Believe it or not, it’s possible to have to the flu and never feel it, as a new study finds three quarters of people who have seasonal and pandemic flu don’t exhibit any symptoms.
Researchers at University College London in the UK, led by Dr. Andrew Hayward, published their study’s results in The Lancet Respiratory Medicine. According to the study, recent outbreaks of seasonal flu and the H1N1 influenza pandemic infected one in five people from the general population. Yet, only 23% of these infections actually caused symptoms, and only 17% of those people were actually unwell enough to visit their respective physicians.
The research team says that their findings show that influenza rates across all winter seasons was around 22 times higher than the Royal College of General Practitioners Sentinal Influenza-Like Illness Surveillance Scheme’s recorded rates, which shows that there’s been a gross underestimation of the flu’s magnitude.
Dr. Hayward said in a journal news release that “Reported cases of influenza represent the tip of a large clinical and subclinical iceberg that is mainly invisible to national surveillance systems that only record cases seeking medical attention.”
On February 20th, the CDC’s Morbidity and Mortality Weekly Report reported that this current flu season was particularly hard on younger and middle-age adults, as the 18-64 demographic represented 61% of all influenza hospitalizations. However, it’s reasonable to wonder if this data is accurate in light of this new study.
What’s more important to think about as March roars in like a lion, though, is how to prevent catching the flu, as 80% of people are more likely to get sick during the winter.
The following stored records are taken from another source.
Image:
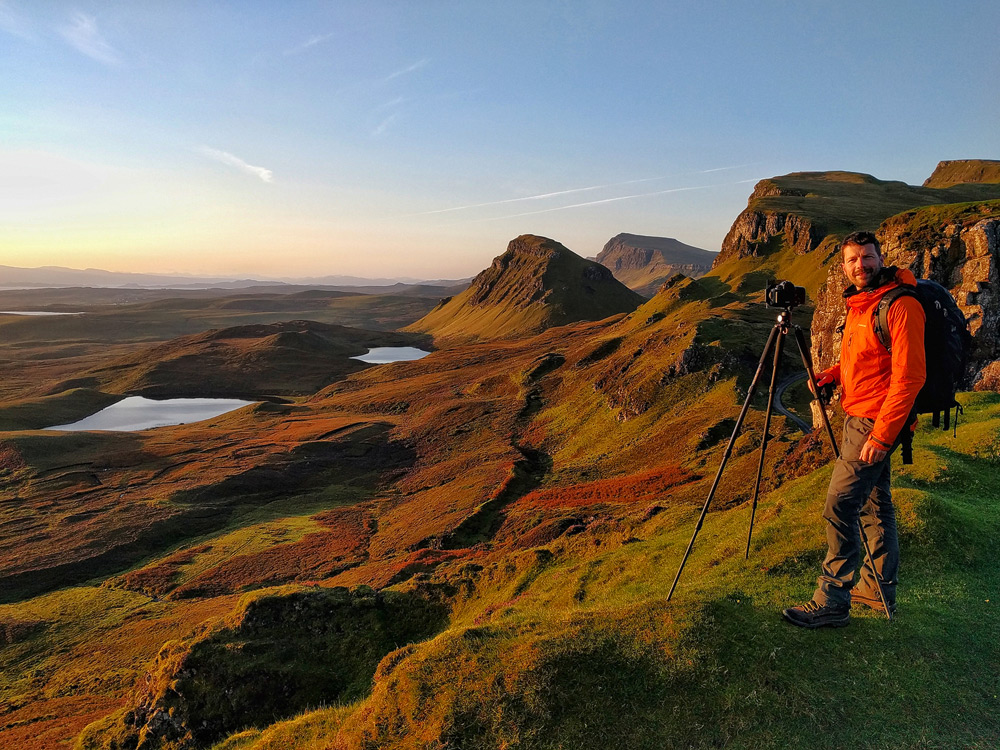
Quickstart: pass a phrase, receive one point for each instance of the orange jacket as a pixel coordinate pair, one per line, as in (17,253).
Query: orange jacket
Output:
(876,384)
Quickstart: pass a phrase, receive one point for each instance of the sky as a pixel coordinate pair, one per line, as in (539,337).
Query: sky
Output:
(416,138)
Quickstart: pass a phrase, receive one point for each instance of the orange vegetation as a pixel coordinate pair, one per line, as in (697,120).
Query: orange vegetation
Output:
(645,487)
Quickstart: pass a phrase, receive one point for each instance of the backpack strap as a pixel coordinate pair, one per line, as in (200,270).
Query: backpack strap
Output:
(880,318)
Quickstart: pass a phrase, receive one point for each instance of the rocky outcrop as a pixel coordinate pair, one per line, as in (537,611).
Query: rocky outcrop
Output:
(965,258)
(278,655)
(756,226)
(964,171)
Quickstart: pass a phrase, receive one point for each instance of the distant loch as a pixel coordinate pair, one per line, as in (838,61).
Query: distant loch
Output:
(383,355)
(136,413)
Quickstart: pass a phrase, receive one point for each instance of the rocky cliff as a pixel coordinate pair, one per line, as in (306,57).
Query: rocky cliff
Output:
(964,171)
(643,263)
(760,223)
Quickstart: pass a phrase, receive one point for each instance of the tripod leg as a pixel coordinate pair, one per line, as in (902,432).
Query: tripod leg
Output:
(725,457)
(807,361)
(767,436)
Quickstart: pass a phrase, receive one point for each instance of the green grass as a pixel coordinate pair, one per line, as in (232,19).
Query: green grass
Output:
(575,646)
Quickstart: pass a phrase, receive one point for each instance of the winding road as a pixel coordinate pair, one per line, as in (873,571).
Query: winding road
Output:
(780,407)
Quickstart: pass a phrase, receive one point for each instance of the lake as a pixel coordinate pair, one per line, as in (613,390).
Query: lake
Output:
(137,413)
(383,355)
(33,312)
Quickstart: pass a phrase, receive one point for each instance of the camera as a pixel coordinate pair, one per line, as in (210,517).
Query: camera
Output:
(784,294)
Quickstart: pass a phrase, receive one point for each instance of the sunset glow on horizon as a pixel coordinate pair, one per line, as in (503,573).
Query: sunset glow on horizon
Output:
(400,139)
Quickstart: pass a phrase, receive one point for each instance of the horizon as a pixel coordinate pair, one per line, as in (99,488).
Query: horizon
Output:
(387,140)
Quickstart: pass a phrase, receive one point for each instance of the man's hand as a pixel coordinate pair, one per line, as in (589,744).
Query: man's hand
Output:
(871,453)
(823,380)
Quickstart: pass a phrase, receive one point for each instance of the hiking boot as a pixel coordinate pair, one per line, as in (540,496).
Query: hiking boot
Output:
(814,615)
(871,600)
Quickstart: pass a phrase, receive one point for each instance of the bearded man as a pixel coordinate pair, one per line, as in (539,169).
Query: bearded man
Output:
(879,388)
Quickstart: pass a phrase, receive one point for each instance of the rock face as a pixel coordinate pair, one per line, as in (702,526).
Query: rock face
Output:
(643,263)
(250,670)
(537,283)
(964,171)
(757,225)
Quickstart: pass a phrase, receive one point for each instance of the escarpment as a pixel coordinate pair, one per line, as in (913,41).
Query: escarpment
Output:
(755,227)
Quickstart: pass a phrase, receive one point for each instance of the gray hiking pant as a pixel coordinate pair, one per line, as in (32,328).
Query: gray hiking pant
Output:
(859,494)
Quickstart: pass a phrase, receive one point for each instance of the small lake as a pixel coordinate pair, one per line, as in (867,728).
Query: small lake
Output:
(383,355)
(137,413)
(33,312)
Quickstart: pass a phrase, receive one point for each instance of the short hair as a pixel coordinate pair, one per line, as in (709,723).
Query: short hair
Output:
(861,239)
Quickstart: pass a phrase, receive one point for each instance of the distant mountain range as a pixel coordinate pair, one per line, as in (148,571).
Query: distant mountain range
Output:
(643,263)
(57,276)
(537,283)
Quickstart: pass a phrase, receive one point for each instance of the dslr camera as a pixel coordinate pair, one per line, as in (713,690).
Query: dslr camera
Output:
(784,294)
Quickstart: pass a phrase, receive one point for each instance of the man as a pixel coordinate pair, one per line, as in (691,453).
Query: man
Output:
(879,388)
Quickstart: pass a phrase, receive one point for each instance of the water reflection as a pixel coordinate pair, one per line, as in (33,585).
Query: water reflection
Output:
(383,355)
(137,413)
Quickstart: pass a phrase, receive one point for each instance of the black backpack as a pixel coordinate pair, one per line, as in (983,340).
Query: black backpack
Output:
(947,343)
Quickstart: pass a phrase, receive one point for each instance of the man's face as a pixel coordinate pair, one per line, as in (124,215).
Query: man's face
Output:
(861,264)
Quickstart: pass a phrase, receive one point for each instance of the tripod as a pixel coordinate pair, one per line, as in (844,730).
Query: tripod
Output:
(776,342)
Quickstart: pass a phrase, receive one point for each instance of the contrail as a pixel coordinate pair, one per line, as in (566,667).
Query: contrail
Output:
(619,198)
(542,196)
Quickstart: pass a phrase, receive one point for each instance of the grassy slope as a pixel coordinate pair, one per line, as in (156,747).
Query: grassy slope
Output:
(535,633)
(573,645)
(841,202)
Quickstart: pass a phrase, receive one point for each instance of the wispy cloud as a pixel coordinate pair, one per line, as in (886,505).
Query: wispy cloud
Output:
(83,35)
(618,198)
(589,188)
(383,126)
(726,169)
(234,161)
(310,42)
(12,23)
(408,69)
(540,196)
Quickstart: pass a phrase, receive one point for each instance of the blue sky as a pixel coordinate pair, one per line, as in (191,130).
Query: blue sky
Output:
(416,138)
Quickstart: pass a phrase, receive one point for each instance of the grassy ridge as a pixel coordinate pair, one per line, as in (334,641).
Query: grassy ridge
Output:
(573,645)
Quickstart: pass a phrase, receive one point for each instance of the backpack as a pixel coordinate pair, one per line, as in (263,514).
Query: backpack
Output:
(947,343)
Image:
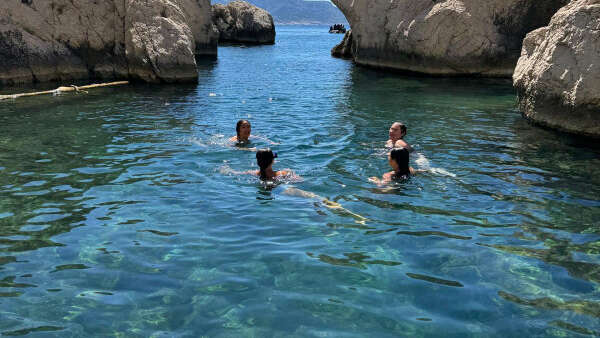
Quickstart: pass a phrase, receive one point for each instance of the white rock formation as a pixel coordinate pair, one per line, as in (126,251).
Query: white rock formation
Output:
(240,21)
(444,37)
(152,40)
(558,74)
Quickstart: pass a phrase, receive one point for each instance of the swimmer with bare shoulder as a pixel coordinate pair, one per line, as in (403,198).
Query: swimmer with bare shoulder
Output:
(397,133)
(398,160)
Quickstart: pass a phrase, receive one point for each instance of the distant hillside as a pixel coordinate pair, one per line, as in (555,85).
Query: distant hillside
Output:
(299,11)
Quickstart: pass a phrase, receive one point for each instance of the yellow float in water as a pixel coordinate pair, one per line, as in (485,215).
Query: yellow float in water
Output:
(60,90)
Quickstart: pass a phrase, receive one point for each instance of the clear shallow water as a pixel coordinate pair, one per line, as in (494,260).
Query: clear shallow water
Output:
(117,216)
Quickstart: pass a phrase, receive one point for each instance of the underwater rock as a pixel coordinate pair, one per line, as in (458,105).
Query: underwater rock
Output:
(55,40)
(240,21)
(558,75)
(444,37)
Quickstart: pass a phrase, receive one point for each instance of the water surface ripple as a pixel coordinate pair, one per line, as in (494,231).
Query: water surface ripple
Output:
(118,215)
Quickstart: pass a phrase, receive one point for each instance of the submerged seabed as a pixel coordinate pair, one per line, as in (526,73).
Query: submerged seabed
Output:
(118,215)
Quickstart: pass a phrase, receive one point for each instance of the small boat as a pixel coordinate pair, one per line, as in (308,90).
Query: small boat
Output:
(337,29)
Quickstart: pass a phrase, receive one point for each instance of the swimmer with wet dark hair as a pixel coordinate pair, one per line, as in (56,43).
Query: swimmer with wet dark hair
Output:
(398,160)
(265,159)
(243,129)
(397,133)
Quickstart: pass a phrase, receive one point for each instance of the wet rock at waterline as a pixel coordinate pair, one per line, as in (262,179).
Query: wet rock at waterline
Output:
(444,37)
(240,21)
(153,40)
(558,74)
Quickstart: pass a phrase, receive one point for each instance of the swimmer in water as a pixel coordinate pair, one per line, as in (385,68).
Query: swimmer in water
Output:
(265,159)
(243,130)
(398,159)
(397,133)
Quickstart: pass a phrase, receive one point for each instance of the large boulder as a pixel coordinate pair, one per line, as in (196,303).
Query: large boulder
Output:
(444,37)
(240,21)
(58,40)
(344,49)
(558,75)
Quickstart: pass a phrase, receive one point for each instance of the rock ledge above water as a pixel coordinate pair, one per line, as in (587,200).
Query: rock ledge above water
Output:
(242,22)
(558,74)
(61,40)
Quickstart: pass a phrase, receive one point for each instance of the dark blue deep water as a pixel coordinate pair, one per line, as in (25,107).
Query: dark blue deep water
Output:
(120,215)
The CDC urges people to take three precautions against the flu. First, get vaccinated. Secondly, take normal, everyday preventive actions to stop the spread of germs. This includes limiting contact with the sick, disinfecting surfaces, and washing hands frequently. Lastly, take antivirals, which can make illness milder and shorten the time being sick.
Dr. Hayward, who led the research team, says we now “need to prepare for how to respond to both mild and severe pandemics.” Refining assessments of severity can achieve this, which will allow the medical industry to react earlier in the face of a pandemic.